The Hair-Pulling Heard Round the World

I know almost nothing about soccer.  So when I read about the indefinite suspension of the University of New Mexico’s Elizabeth Lambert, for pulling an opponent down by the ponytail during an intense semifinal game against Brigham Young University, I had no idea how to judge the egregiousness of her rough play.  Nor could I evaluate the assertions that the referee and Lambert’s coach should have seen the widespread aggressive play in the game and intervened earlier by issuing penalties or pulling Lambert from the game.  In fact, it’s been two weeks since this incident took place, and despite the media firestorm, it came to my attention only today, when I saw an interview with Lambert in the New York Times

I may not know soccer, but mixed messages and mass hysteria about femininity—that’s my wheelhouse.  Although Lambert clearly admits that her conduct in the game was unacceptable, she has been shocked and dismayed by the intensity of the public and personal responses the incident has provoked.  Vitriol and personal attacks have proliferated, including the publication of her parents’ home phone number and one person’s suggestion that “I should be taken to a state prison, raped and left for dead in a ditch.” 

What about this incident could have inspired such intense hostility?  Was the young woman downed by the hair-pulling physically hurt in the process?  I have yet to read any coverage to that effect (although she remained down on the field, many argue this was a tactic to draw the attention of the referee and a penalty call).  Did the hair-pulling give UNM an unfair advantage in the game?  No, Brigham Young still got the win.  The imagined injury, as I see it, is only to our propriety, our attachment to the limits of normative femininity. 
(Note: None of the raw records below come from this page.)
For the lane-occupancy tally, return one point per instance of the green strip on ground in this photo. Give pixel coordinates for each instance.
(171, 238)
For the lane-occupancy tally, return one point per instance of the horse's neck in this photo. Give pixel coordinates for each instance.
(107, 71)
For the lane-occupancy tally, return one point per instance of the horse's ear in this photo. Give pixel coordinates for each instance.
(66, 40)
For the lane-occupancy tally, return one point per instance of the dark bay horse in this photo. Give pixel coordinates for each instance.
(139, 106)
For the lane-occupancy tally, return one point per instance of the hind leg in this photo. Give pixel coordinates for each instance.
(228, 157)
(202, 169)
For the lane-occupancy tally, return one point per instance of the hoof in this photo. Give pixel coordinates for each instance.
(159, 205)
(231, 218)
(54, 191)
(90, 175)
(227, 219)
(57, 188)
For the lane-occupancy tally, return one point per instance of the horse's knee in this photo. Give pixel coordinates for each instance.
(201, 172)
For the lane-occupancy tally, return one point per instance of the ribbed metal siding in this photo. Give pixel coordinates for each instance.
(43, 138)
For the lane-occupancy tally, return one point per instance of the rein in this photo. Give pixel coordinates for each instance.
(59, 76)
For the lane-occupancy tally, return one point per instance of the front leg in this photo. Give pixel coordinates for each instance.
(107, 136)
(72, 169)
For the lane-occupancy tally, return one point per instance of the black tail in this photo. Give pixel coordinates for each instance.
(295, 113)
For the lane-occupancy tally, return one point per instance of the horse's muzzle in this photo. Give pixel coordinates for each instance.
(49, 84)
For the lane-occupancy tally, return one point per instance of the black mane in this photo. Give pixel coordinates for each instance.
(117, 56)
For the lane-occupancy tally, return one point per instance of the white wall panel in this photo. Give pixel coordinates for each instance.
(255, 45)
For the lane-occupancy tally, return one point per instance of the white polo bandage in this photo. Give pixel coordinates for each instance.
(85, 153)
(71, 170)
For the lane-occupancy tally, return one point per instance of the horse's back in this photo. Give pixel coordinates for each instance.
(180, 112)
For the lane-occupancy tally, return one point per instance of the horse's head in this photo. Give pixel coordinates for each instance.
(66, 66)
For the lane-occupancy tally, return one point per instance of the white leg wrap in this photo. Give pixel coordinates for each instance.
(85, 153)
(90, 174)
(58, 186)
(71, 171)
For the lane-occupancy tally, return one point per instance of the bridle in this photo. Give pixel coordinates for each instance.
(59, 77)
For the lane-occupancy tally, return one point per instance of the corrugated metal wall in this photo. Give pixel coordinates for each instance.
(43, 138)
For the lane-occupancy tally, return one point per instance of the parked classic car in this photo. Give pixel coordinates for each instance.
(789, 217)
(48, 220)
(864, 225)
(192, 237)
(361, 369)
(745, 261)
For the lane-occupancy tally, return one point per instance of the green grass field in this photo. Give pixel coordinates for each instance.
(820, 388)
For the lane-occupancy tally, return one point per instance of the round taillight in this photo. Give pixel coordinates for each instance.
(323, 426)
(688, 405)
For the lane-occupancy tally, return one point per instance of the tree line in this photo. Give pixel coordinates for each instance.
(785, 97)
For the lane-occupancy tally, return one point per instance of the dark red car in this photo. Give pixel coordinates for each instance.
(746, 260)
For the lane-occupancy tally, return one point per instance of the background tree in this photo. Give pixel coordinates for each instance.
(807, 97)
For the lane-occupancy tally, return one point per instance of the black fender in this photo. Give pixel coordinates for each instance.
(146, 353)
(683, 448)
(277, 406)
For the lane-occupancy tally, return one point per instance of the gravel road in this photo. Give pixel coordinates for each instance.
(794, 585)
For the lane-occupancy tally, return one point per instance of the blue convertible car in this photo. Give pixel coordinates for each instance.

Here’s the other response that has shocked Lambert: messages from strange men saying, “Hey, we should meet up some time.”  Some media accounts and web comments have cast the incident as a sexy catfight, and accused Lambert of acting out of pent up sexual aggression.  The objectification of women’s physical aggression, even channeled into what is generally perceived to be an appropriate venue (i.e., competitive sports), is a form of trivializing—the flip side of vilification.  A decade after cultural commentators were undone by the sight of Brandi Chastain’s sports bra at the 1999 Women’s World Cup, people still don’t know how to reconcile women’s physical strength and aggression with women’s physiques.  Put another way, many folks and much of the media accepts women’s aggression and strength only by interpreting it as existing for men’s pleasure.  A physically aggressive (and, not incidentally, physically attractive) woman is still guaranteed to provoke fear.  And it’s the fear, in turn, that leads to hostility and sexual objectification.  And while I don’t know much about soccer, I know that none of this has a thing to do with “sportsmanlike” conduct.